Willy geht zögernd der lockenden gefährlichen Pflanze entgegen - Buntstiftzeichnung: © 2022 by Schattenblick

Kuckuck Willy vor der gefährlichen Blüte
Buntstiftzeichnung: © 2022 by Schattenblick


Die Pflanze verströmte einen süßlichen, eigentlich leckeren Duft und es schien Willy beinahe so, als könne er sie hören: "Komm, kleiner Vogel, trink von mir!"

Willy hatte Angst, wusste nicht, was er davon halten sollte. Wieder säuselte die Blüte: "Wenn du von mir trinkst, wirst du groß, stark und mächtig."

Willy überlegte: "Groß, stark und mächtig, so wie mein Bruder Kuno. Das wäre toll, dann könnte ich mich auch selbst befreien und nach Hause fliegen."

Der kleine Kuckuck zögerte noch, sollte er es wagen? Es war zu verlockend, Willy wäre gern so groß wie Kuno. Ja, er entschloss sich, von der Blüte zu trinken. Vorsichtig setzte er einen Fuß vor den anderen und abermals vernahm er ein Flüstern: "Nur keine Scheu, komm näher!"

Im selben Moment stürzte die Harpyienmutter hinab, Zweige brachen, Blätter knickten und dann ergriff sie Willy mit ihren großen Krallen, hielt ihn vorsichtig fest und flog hinauf in Richtung Nest, in dem Kuno schon wartete.

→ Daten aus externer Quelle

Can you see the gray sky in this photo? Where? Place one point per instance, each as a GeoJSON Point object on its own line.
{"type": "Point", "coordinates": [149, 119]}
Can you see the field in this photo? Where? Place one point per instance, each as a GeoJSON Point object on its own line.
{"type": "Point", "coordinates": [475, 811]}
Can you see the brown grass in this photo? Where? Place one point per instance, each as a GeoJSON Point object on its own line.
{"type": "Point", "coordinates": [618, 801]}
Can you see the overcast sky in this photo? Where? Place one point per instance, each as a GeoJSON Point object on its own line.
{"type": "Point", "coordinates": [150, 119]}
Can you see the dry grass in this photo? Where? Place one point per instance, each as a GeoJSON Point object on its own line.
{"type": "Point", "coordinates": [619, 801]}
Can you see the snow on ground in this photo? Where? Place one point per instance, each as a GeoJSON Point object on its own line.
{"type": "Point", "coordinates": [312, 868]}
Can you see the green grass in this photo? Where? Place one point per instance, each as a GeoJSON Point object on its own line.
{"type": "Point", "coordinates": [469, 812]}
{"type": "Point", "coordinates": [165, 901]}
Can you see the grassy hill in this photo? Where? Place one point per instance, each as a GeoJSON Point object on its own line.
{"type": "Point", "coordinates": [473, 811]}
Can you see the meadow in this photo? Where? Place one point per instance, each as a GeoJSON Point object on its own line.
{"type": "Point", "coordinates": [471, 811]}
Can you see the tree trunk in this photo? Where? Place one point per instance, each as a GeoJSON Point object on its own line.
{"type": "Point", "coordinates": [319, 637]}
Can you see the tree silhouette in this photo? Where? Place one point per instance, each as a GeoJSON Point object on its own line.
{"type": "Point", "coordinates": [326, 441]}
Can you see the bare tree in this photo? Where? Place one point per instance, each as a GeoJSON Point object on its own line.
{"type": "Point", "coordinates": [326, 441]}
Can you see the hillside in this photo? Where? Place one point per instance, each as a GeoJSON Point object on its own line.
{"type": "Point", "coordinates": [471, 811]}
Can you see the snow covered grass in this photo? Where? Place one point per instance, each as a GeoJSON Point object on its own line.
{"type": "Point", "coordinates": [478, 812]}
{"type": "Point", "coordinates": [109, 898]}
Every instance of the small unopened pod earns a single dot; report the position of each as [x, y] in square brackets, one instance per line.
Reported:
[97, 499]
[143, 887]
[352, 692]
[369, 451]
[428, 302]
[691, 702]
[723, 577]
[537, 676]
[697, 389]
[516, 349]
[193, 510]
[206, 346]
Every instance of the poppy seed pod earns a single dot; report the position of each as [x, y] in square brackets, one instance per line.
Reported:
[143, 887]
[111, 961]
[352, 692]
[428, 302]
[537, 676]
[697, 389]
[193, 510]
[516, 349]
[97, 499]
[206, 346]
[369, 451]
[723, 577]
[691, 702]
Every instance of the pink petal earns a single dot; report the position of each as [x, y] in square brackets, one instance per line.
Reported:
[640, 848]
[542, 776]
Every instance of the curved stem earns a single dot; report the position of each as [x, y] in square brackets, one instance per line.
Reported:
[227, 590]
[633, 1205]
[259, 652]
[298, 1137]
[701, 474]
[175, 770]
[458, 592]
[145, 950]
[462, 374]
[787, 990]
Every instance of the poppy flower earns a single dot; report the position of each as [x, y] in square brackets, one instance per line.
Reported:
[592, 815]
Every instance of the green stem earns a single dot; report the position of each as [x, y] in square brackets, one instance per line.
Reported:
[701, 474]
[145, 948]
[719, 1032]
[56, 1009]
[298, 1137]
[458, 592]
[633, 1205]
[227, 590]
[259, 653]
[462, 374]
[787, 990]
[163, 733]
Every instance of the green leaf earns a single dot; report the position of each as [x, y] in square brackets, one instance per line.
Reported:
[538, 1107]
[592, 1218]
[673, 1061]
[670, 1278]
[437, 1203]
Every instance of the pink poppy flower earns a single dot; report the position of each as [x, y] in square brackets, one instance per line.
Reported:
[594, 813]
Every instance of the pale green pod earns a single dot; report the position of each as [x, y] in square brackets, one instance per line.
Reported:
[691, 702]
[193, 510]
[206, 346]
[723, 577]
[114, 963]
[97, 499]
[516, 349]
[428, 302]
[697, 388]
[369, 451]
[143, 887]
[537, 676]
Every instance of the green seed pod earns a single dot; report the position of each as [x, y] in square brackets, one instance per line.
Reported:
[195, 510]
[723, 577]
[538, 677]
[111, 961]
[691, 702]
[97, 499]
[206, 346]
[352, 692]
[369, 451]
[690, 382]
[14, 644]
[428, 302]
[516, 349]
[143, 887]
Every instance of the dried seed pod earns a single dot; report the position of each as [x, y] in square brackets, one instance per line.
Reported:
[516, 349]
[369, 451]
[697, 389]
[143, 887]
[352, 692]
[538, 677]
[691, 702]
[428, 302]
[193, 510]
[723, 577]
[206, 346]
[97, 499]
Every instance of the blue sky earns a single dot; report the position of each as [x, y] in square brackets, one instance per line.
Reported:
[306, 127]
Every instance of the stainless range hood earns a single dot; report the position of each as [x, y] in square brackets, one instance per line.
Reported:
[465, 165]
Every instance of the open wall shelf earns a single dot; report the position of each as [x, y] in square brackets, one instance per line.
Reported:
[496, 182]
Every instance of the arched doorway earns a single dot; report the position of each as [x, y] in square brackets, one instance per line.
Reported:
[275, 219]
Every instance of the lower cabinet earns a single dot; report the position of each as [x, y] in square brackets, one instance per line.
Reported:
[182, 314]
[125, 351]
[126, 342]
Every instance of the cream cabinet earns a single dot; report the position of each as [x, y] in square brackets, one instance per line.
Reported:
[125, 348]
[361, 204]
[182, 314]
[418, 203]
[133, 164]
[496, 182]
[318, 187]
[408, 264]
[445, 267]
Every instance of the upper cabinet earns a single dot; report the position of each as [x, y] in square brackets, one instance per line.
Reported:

"Das war knapp, mein lieber Sohn, beinahe wärst du gefressen worden," schimpfte die Vogelmutter, war aber eigentlich glücklich, dass sie Willy retten konnte. Sie hatte seine Hilferufe gehört, Kuno nach Hause geschickt und blitzschnell den kleinen Kuckuck befreit. Willy erschrak: "Wie kann das sein, es war doch eine Blüte, sie versprach, mich groß, stark und mächtig zu machen, wenn ich von ihr trinke."

"Hättest du das tatsächlich getan, dann hätte sie dich gefangen, du wärst in sie hineingefallen und von ihr gefressen worden! Du musst wissen, sie ist eine fleischfressende Pflanze und verspeist auch so kleine Leute wie dich. Also Willy, bleib lieber klein, bleib einfach so wie du bist, hörst du!", sprach die Vogelmutter sehr ernst zu ihm. Willy versprach es ihr.

Kuno richtete sich zu seiner vollen Größe auf und sagte ganz feierlich: "Willy, hab keine Angst, ich passe auf dich auf und zeige dir alle Gefahren, die hier im Urwald auf dich lauern. Ich beschütze dich, ob du nun groß oder klein bist, schließlich bin ich dein Bruder."

Nach diesem Schreck war Willy einfach nur glücklich, darüber dass er noch lebte und darüber, dass er einen Bruder und eine mächtige Mutter hatte, und er fühlte sich sicher und geborgen, eben zu Hause.